Die im Gegensatz zu anderen Branchen geringen Nachholeffekte machte Hellwig am Beispiel der typischen Restaurantumsätze deutlich: „Die Schnitzel, die Sie im April und Mai nicht gegessen haben, essen Sie im August und September nicht zusätzlich.“Der Dehoga in Rheinland-Pfalz verweist auch auf saisonale Besonderheiten. So gebe es viele Betriebe, die im Frühjahr und Sommer mehr erwirtschaften müssten, um die umsatzschwachen Wintermonate zu überstehen. Aus der Sicht von Dehoga-Landesverbandspräsident Gereon Haumann läuft damit die bisher angekündigte staatliche Unterstützung nicht auf eine Überlebenshilfe, sondern nur auf ein „betreutes Sterben“hinaus.
Hilfreich sei die seit Mai geltende Lockerung, wonach Gruppen bis zu zehn Personen Gaststätten gemeinsam besuchen könnten.

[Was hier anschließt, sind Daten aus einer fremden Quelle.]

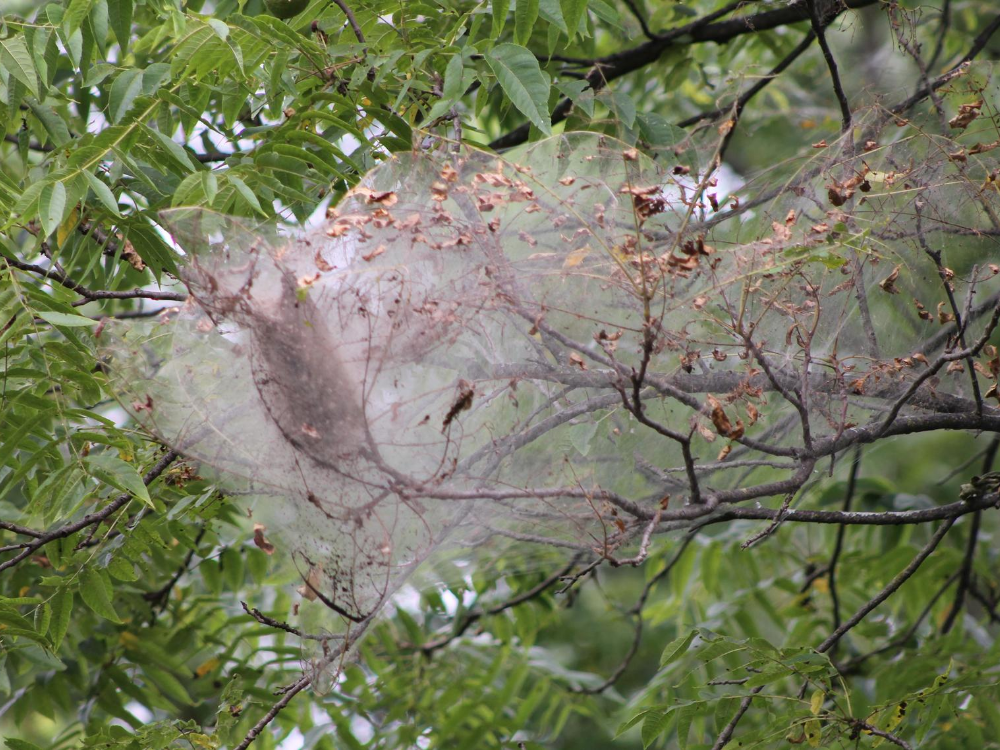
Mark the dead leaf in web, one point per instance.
(382, 197)
(888, 284)
(721, 420)
(129, 254)
(313, 580)
(260, 540)
(966, 114)
(463, 402)
(944, 317)
(576, 257)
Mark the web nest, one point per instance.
(570, 346)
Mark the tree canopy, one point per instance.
(537, 373)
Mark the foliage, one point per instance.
(758, 607)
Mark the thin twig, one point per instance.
(902, 577)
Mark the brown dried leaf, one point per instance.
(463, 402)
(944, 317)
(313, 581)
(260, 540)
(966, 114)
(129, 254)
(888, 284)
(321, 263)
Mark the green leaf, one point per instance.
(62, 609)
(15, 58)
(65, 319)
(95, 595)
(245, 193)
(453, 74)
(655, 724)
(51, 205)
(122, 569)
(120, 16)
(74, 15)
(525, 16)
(522, 81)
(119, 474)
(125, 89)
(676, 649)
(573, 12)
(54, 125)
(169, 684)
(499, 9)
(21, 745)
(103, 193)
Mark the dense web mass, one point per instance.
(570, 345)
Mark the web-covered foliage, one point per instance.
(573, 345)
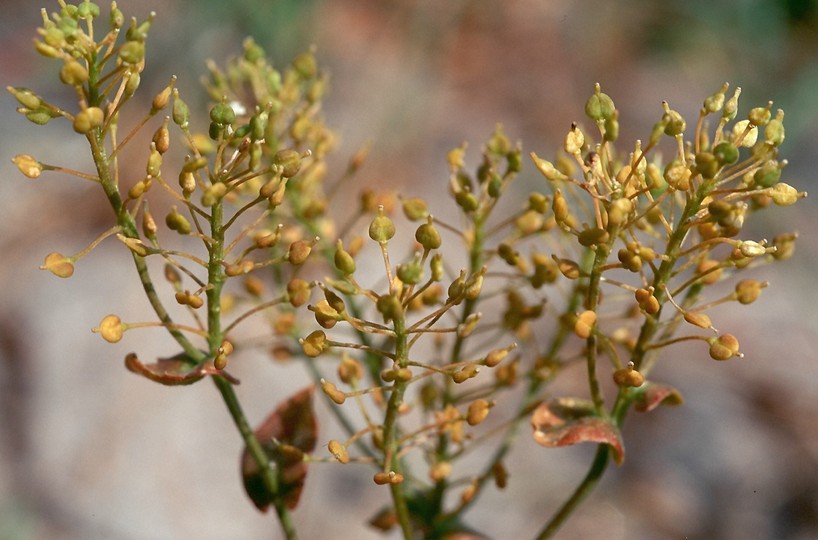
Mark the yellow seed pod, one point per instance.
(314, 344)
(467, 372)
(59, 265)
(584, 325)
(111, 329)
(478, 411)
(724, 347)
(440, 471)
(338, 451)
(27, 165)
(698, 319)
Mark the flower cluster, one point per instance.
(606, 265)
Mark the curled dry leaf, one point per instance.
(651, 395)
(568, 421)
(174, 371)
(286, 435)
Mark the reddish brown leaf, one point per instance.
(174, 371)
(568, 421)
(286, 435)
(651, 395)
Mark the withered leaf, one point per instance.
(286, 435)
(568, 421)
(174, 371)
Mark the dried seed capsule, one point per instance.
(338, 451)
(584, 325)
(724, 347)
(59, 265)
(315, 344)
(111, 329)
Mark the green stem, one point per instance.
(390, 429)
(582, 491)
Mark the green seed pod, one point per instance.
(132, 52)
(177, 222)
(774, 132)
(88, 119)
(223, 114)
(715, 102)
(411, 273)
(674, 122)
(760, 116)
(343, 260)
(599, 106)
(299, 251)
(466, 200)
(707, 165)
(25, 97)
(214, 194)
(116, 18)
(289, 160)
(161, 138)
(428, 236)
(768, 174)
(436, 266)
(40, 117)
(390, 307)
(382, 229)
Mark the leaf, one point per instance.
(569, 421)
(286, 435)
(651, 395)
(174, 371)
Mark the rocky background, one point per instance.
(90, 451)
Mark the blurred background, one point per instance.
(90, 451)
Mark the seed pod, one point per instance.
(338, 451)
(132, 52)
(382, 229)
(27, 165)
(428, 236)
(298, 292)
(111, 329)
(467, 372)
(724, 347)
(177, 222)
(59, 265)
(73, 74)
(350, 370)
(583, 327)
(88, 119)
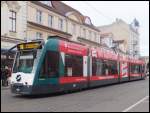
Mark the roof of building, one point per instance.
(62, 9)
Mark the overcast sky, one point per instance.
(105, 12)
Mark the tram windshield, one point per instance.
(24, 61)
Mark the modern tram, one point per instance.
(57, 65)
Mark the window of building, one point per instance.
(73, 65)
(60, 24)
(73, 29)
(47, 3)
(39, 17)
(84, 33)
(12, 19)
(50, 20)
(95, 36)
(103, 67)
(50, 65)
(90, 35)
(38, 35)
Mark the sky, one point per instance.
(106, 12)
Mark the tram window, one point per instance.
(135, 69)
(103, 67)
(97, 67)
(50, 67)
(73, 65)
(110, 67)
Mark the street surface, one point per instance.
(125, 97)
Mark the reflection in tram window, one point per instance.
(135, 69)
(103, 67)
(50, 67)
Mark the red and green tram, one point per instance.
(57, 66)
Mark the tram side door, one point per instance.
(49, 70)
(124, 71)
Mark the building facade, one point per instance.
(13, 28)
(30, 20)
(125, 35)
(48, 18)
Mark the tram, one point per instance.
(57, 65)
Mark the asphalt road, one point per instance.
(131, 96)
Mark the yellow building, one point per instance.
(13, 28)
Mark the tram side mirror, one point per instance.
(34, 54)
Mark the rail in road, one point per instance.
(126, 97)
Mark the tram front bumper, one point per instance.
(19, 88)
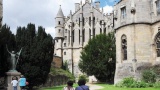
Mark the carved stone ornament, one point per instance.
(133, 10)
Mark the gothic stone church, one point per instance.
(136, 24)
(137, 27)
(74, 31)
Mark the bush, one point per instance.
(84, 77)
(131, 83)
(149, 76)
(156, 85)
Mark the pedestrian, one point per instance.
(82, 85)
(14, 83)
(69, 86)
(22, 82)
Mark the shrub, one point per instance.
(149, 76)
(131, 83)
(156, 85)
(84, 77)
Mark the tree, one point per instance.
(37, 54)
(6, 38)
(98, 57)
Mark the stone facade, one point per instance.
(74, 31)
(139, 22)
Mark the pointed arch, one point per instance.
(83, 34)
(124, 46)
(157, 42)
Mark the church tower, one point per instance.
(59, 32)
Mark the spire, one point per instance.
(70, 14)
(81, 3)
(60, 13)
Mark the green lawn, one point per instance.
(111, 87)
(106, 87)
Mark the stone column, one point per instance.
(10, 75)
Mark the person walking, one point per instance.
(14, 83)
(69, 86)
(22, 82)
(82, 85)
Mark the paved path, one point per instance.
(94, 87)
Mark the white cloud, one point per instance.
(39, 12)
(108, 9)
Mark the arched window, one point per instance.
(100, 31)
(72, 35)
(158, 7)
(124, 47)
(79, 36)
(104, 31)
(83, 34)
(157, 40)
(93, 32)
(89, 33)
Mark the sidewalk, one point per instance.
(94, 87)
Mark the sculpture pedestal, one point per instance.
(10, 75)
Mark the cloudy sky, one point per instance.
(40, 12)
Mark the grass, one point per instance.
(112, 87)
(105, 87)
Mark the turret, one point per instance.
(86, 0)
(77, 6)
(97, 5)
(59, 23)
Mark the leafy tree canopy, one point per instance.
(98, 57)
(6, 38)
(37, 53)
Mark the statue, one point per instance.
(14, 59)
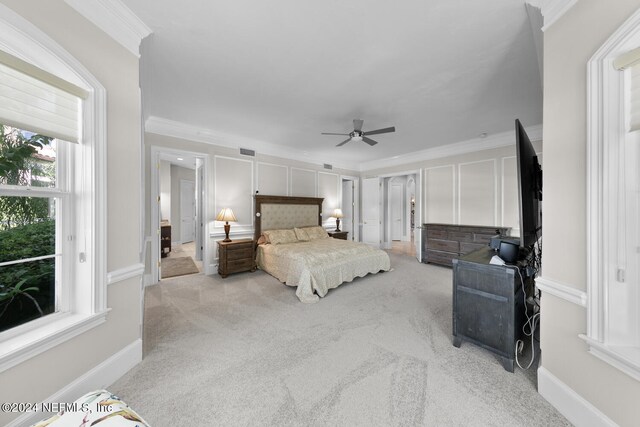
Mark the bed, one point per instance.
(295, 249)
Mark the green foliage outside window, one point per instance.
(27, 230)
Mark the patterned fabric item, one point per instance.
(279, 237)
(316, 232)
(99, 408)
(319, 265)
(301, 234)
(286, 216)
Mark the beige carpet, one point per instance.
(172, 267)
(243, 351)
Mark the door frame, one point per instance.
(356, 203)
(195, 208)
(154, 227)
(390, 198)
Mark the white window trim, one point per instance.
(605, 115)
(25, 41)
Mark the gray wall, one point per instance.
(233, 180)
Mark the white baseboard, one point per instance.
(569, 403)
(102, 376)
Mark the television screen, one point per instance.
(529, 189)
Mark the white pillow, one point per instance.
(301, 234)
(316, 232)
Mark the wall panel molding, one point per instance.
(233, 187)
(300, 182)
(128, 272)
(265, 182)
(563, 291)
(430, 215)
(492, 184)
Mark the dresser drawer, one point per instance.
(443, 245)
(240, 246)
(443, 258)
(465, 248)
(436, 233)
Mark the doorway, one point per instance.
(178, 206)
(400, 213)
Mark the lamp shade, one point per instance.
(226, 214)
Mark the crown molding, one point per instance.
(115, 19)
(552, 10)
(499, 140)
(160, 126)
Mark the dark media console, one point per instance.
(488, 303)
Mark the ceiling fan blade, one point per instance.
(377, 131)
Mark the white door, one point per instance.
(417, 217)
(199, 207)
(187, 211)
(396, 211)
(371, 211)
(347, 208)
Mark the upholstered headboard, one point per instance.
(278, 212)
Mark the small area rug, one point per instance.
(172, 267)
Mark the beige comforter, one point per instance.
(319, 265)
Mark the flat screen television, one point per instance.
(529, 189)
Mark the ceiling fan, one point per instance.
(359, 135)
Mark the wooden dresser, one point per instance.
(441, 243)
(236, 256)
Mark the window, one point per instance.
(613, 190)
(31, 197)
(52, 265)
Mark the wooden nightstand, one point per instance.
(338, 234)
(236, 256)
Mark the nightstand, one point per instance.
(236, 256)
(338, 234)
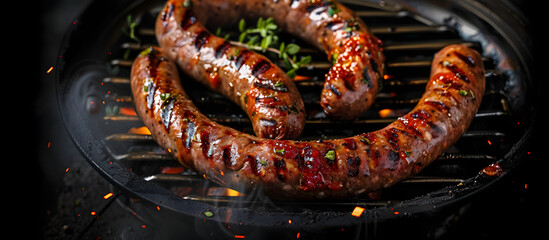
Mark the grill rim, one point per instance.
(97, 156)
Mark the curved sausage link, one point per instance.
(358, 62)
(249, 79)
(332, 168)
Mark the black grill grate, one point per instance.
(409, 44)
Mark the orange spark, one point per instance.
(140, 131)
(107, 196)
(383, 113)
(357, 212)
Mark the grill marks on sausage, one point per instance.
(354, 163)
(241, 58)
(201, 39)
(222, 49)
(459, 73)
(166, 14)
(333, 89)
(188, 20)
(467, 59)
(260, 67)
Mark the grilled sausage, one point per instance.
(261, 88)
(350, 85)
(332, 168)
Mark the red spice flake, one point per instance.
(492, 170)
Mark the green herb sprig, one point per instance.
(264, 37)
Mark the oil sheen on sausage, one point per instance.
(350, 85)
(333, 168)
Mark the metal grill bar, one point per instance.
(140, 150)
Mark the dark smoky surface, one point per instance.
(63, 197)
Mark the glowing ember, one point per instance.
(141, 131)
(357, 212)
(172, 170)
(108, 195)
(128, 111)
(301, 78)
(492, 170)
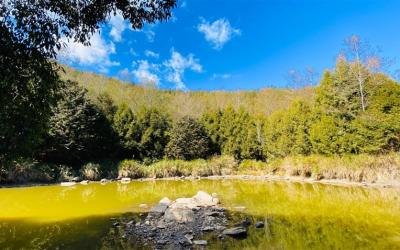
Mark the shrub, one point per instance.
(91, 171)
(248, 166)
(188, 140)
(166, 168)
(23, 170)
(131, 169)
(223, 165)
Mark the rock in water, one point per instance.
(235, 231)
(160, 208)
(259, 224)
(125, 180)
(179, 214)
(179, 224)
(200, 242)
(204, 199)
(67, 184)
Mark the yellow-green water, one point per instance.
(297, 215)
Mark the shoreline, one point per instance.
(294, 179)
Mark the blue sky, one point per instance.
(236, 44)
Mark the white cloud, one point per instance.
(146, 72)
(97, 54)
(177, 65)
(150, 35)
(132, 52)
(152, 54)
(125, 75)
(221, 76)
(118, 25)
(217, 33)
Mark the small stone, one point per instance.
(161, 225)
(165, 200)
(125, 180)
(245, 223)
(239, 208)
(207, 229)
(200, 242)
(162, 242)
(235, 232)
(130, 223)
(259, 224)
(213, 213)
(189, 236)
(67, 184)
(220, 228)
(76, 179)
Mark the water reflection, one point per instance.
(297, 215)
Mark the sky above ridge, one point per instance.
(236, 44)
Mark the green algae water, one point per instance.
(297, 215)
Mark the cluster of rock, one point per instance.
(182, 223)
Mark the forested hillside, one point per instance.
(192, 103)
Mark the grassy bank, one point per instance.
(354, 168)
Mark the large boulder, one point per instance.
(235, 231)
(179, 214)
(159, 209)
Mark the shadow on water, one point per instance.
(85, 233)
(279, 233)
(296, 216)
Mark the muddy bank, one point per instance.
(186, 223)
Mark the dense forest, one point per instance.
(110, 121)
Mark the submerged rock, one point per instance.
(179, 224)
(235, 231)
(259, 224)
(125, 180)
(67, 184)
(200, 242)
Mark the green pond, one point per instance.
(297, 215)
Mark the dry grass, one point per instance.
(357, 168)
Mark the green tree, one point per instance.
(31, 33)
(153, 127)
(287, 132)
(125, 126)
(106, 105)
(212, 123)
(188, 140)
(77, 129)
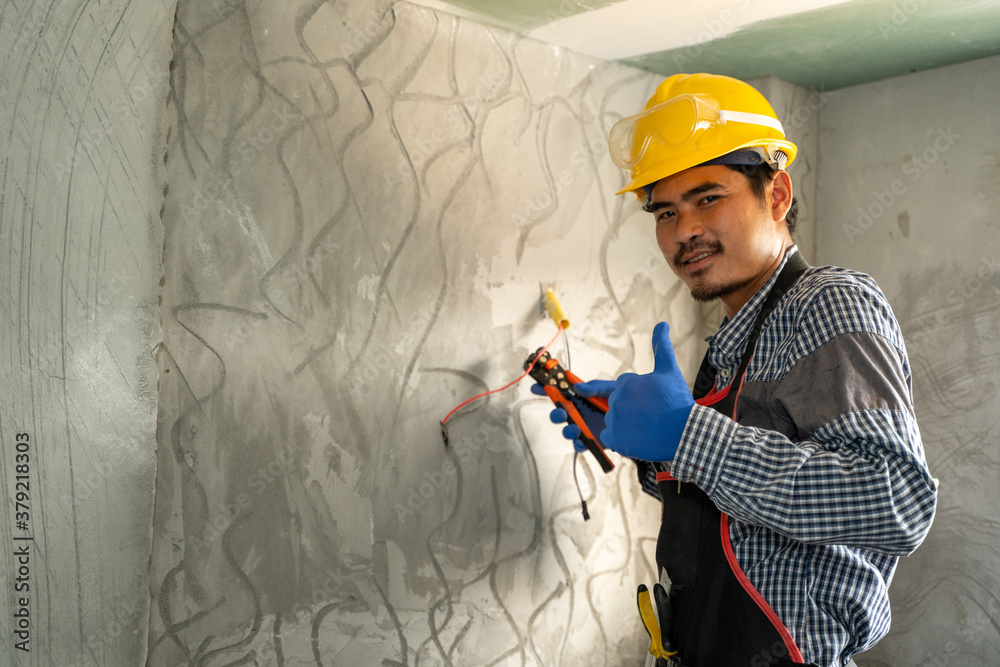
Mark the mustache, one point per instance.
(697, 246)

Das mache gerade in Kneipen vieles leichter. Nach Ansicht von Hellwig sollte die konkrete Umsetzung vor Ort jeweils unbürokratisch erfolgen. Eine solche Gruppe könne dann auch aus den Stammgästen einer Eckkneipe bestehen, die zu normalen Zeiten sehr häufig in dieser oder ähnlicher Besetzung zusammen seien. Durch das Festhalten von Namen, Uhrzeiten und Adressen ließen sich die Gäste bei Bedarf leicht identifizieren.
„Es geht um die Zukunft der öffentlichen Wohnzimmer unseres Landes“, sagte Dehoga-Präsident Zöllick. Bei den Überbrückungshilfen müssten kleine wie große Betriebe berücksichtigt werden. Die auf drei Monate begrenzte Unterstützung greife beim besonders betroffenen Eventcatering, bei Clubs und bei Diskotheken zu kurz. Hier sei eine Ausweitung auf sieben Monate zwingend notwendig.